Before Courtney was invited into our family, when I prayed about it I got the distinct impression that she was optional. That we did not have to encounter the trial and hardship that having her would entail. Of course all children are both a hardship and a blessing, and we decided that she would be worth it. She would have been fourteen today.

December is hard. Both Jessica and Courtney entered into their final illnesses on the 25th. Courtney died on the 26th of December, Jessica on the 26th of January. Jessica was born on February 12, Courtney on February 16. Valentine's Day used to be such a joyous week for us.

But, tomorrow will be like Easter for me, an emergence from the sorrow. The cycle repeats itself every year. That I've changed jobs on or about January 1 twice now, has added some subtle twists. Neither time did any of my co-workers notice anything until they had known me a couple years or more.

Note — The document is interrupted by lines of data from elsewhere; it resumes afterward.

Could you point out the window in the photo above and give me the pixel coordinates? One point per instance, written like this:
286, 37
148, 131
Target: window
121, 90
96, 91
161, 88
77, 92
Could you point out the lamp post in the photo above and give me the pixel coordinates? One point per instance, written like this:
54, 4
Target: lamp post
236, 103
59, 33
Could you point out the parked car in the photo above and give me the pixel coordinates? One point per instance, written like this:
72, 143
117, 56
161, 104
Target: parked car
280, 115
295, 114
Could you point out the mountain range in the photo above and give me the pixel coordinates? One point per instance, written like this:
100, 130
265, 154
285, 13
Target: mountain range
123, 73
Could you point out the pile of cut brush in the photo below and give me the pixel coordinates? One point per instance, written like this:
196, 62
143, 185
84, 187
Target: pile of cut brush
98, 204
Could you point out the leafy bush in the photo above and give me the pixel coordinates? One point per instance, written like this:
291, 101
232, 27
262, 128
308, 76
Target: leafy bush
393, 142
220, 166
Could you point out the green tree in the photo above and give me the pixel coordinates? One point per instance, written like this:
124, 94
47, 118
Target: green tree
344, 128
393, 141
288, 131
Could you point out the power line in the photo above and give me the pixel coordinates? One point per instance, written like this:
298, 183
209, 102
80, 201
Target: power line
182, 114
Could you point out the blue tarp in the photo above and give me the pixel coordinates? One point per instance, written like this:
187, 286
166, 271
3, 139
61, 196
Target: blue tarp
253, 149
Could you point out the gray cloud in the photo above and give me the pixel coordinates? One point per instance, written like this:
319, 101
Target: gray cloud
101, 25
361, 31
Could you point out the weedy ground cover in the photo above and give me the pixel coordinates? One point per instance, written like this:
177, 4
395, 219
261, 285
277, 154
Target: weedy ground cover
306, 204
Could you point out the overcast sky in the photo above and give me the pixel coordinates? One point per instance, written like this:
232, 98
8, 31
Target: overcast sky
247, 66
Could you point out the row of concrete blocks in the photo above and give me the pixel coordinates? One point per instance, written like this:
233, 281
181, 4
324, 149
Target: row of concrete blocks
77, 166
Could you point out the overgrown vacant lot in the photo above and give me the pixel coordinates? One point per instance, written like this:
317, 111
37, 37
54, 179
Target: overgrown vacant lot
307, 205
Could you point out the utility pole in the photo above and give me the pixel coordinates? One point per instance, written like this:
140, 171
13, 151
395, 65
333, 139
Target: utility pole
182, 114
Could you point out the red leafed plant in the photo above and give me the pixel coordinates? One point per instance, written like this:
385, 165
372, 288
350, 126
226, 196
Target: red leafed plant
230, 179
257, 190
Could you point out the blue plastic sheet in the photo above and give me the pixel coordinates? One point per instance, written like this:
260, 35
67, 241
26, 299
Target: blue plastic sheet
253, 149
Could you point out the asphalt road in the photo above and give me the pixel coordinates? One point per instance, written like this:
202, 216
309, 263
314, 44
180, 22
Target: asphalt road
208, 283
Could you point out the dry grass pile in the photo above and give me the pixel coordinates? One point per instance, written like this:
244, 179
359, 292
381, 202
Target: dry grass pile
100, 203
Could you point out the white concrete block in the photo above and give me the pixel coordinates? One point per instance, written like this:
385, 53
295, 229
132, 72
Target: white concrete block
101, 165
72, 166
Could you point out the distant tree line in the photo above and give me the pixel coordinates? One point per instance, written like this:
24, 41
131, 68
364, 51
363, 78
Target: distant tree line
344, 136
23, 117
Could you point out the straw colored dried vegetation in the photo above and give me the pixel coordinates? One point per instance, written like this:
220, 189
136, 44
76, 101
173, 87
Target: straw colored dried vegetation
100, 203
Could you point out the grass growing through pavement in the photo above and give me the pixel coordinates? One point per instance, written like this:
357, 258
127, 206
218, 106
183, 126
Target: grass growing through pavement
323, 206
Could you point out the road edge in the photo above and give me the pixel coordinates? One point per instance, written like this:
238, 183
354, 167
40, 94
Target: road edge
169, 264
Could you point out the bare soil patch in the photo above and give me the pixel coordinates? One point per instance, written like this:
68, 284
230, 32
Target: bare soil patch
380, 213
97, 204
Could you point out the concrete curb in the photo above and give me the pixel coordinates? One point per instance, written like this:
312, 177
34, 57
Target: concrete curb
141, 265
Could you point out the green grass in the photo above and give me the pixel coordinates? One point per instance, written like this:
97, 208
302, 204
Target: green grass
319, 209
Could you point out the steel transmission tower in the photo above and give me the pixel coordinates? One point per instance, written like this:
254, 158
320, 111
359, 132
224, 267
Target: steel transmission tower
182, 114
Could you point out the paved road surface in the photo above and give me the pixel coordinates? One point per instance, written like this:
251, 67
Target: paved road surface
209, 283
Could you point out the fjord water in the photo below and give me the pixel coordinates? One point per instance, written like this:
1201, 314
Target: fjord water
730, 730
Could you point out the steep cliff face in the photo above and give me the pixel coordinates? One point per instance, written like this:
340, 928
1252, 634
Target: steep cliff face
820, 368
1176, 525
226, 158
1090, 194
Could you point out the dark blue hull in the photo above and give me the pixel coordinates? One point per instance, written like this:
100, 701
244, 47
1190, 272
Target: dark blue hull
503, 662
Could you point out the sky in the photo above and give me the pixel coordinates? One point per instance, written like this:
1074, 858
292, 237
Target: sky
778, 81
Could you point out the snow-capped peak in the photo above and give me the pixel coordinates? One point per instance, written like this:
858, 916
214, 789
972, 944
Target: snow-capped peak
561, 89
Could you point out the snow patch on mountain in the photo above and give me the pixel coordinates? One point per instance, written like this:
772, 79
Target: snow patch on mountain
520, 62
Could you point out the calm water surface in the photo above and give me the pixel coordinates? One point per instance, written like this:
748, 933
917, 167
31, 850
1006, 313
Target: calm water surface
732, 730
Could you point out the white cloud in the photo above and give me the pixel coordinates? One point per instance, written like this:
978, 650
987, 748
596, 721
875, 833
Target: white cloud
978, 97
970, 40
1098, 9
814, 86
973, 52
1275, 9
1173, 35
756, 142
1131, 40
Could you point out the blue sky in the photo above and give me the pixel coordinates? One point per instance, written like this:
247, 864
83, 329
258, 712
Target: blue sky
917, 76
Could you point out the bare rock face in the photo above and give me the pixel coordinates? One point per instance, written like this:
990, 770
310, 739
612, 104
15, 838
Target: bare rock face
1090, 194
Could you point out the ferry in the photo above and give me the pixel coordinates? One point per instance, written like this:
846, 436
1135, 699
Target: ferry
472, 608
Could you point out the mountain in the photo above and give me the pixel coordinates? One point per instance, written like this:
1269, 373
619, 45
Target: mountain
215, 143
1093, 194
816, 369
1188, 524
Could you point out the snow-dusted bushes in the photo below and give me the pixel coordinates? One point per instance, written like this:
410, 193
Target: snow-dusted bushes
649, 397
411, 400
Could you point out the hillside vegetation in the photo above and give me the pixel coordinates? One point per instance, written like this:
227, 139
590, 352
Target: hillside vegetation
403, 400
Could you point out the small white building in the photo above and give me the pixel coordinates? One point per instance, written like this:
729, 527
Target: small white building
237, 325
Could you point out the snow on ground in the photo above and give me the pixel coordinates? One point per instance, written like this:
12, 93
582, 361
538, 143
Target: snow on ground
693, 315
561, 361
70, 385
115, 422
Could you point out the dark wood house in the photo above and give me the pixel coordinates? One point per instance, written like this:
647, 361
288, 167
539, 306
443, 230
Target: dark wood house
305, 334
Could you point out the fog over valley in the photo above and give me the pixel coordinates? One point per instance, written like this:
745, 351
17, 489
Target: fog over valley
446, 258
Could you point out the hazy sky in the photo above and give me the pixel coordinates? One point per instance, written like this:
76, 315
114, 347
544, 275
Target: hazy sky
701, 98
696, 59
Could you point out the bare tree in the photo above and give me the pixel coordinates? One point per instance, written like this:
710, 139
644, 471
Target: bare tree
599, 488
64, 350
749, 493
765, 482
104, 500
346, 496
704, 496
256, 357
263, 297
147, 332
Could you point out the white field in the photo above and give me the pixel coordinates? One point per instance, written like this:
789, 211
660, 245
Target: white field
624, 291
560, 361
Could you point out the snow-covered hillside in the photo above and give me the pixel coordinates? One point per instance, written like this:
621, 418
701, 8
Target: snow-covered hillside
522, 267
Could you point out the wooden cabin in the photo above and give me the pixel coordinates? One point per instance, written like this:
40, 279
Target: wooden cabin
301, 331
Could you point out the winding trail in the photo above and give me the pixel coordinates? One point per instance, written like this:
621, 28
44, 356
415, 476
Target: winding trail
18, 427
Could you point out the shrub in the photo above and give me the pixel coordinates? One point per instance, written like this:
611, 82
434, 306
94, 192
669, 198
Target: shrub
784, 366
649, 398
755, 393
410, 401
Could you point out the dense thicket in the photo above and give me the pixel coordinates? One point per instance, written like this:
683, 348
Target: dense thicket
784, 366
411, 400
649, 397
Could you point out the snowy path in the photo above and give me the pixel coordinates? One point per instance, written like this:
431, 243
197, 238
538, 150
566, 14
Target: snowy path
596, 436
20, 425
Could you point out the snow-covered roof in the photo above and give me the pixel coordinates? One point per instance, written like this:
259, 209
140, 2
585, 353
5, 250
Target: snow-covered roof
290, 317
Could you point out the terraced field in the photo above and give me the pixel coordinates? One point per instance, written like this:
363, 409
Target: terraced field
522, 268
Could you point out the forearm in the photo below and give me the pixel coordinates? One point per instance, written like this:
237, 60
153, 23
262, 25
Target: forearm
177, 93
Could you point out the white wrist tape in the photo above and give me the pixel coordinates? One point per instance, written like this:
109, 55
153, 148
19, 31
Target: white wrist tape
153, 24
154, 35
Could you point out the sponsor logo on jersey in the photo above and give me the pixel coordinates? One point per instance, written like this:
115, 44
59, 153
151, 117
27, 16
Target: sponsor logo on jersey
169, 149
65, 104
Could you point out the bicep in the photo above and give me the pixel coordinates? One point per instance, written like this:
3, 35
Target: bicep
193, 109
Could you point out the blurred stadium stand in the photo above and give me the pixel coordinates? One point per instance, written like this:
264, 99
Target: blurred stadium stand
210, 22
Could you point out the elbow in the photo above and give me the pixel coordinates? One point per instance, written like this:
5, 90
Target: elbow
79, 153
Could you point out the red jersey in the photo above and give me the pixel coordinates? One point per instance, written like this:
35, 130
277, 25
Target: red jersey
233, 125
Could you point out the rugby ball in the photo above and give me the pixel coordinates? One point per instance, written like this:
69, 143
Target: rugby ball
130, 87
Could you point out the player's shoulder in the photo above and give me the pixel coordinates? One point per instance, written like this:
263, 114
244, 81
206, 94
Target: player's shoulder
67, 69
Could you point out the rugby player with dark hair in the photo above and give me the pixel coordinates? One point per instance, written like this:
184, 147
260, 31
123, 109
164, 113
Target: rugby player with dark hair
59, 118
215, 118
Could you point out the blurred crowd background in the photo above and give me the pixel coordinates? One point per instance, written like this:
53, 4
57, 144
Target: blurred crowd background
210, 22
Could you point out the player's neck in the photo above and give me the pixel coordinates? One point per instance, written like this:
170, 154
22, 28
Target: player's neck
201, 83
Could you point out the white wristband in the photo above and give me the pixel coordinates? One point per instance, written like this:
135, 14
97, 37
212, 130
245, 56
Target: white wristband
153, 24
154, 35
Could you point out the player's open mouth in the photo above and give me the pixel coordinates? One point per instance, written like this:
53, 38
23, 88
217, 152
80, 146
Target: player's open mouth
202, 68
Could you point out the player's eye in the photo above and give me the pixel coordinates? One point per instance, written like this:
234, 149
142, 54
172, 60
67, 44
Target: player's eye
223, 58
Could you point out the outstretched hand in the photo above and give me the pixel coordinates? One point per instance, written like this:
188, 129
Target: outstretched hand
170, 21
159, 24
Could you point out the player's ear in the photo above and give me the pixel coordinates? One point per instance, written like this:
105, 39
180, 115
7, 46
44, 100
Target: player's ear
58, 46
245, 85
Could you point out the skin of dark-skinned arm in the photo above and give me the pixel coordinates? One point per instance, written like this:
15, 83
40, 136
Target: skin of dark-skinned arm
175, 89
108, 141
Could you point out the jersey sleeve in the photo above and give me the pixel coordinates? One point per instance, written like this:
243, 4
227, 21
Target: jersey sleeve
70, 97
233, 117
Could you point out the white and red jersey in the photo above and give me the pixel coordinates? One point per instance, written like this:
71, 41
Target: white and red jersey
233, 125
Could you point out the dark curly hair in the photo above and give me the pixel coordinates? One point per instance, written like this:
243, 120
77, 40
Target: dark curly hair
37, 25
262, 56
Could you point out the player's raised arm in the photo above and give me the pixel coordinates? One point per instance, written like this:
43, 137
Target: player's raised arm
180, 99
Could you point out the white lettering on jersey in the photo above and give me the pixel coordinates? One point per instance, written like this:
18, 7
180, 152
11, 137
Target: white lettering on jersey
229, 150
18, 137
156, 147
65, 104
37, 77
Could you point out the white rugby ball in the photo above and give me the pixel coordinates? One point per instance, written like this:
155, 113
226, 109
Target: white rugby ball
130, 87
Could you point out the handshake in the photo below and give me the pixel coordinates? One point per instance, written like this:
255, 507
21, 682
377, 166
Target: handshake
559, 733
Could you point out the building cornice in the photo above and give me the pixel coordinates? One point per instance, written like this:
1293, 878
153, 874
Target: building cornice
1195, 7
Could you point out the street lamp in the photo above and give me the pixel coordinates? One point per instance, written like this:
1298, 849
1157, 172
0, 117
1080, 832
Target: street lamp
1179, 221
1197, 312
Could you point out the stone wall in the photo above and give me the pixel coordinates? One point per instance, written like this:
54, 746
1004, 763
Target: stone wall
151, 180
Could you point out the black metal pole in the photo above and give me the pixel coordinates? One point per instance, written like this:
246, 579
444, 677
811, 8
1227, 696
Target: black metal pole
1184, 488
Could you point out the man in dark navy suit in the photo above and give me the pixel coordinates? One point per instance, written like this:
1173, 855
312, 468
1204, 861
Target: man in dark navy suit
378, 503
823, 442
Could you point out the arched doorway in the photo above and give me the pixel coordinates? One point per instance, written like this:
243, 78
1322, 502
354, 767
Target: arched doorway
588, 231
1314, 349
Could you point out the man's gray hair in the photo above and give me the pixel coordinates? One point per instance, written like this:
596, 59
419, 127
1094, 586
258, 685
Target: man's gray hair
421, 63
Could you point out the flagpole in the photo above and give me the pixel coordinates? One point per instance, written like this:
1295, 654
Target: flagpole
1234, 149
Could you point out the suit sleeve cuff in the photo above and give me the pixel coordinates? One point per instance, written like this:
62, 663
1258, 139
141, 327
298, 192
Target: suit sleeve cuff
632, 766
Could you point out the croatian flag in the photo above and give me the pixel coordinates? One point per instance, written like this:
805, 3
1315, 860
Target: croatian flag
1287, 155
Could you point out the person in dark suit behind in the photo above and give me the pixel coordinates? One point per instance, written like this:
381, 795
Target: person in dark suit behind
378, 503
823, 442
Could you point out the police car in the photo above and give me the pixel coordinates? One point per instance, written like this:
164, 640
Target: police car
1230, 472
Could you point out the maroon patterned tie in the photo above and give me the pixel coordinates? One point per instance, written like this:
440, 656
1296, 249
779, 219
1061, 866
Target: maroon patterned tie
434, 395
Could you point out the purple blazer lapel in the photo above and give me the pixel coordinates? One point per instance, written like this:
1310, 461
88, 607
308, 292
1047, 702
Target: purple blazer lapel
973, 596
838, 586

It may be in my heart, but I miss her still, regardless of ourward appearance.

1 comment:

Anonymous said...

I think that one of the greatest blessings in this world is to born to parents that love you and want you. We are learning more and more that babies absorb so much more of their environment than we ever thought. Even before children speak, they are like amazing social scientists. I think it must have been very special for Courtney to feel the love of a family that chose to have her knowing beforehand that this could entail trials a long the way.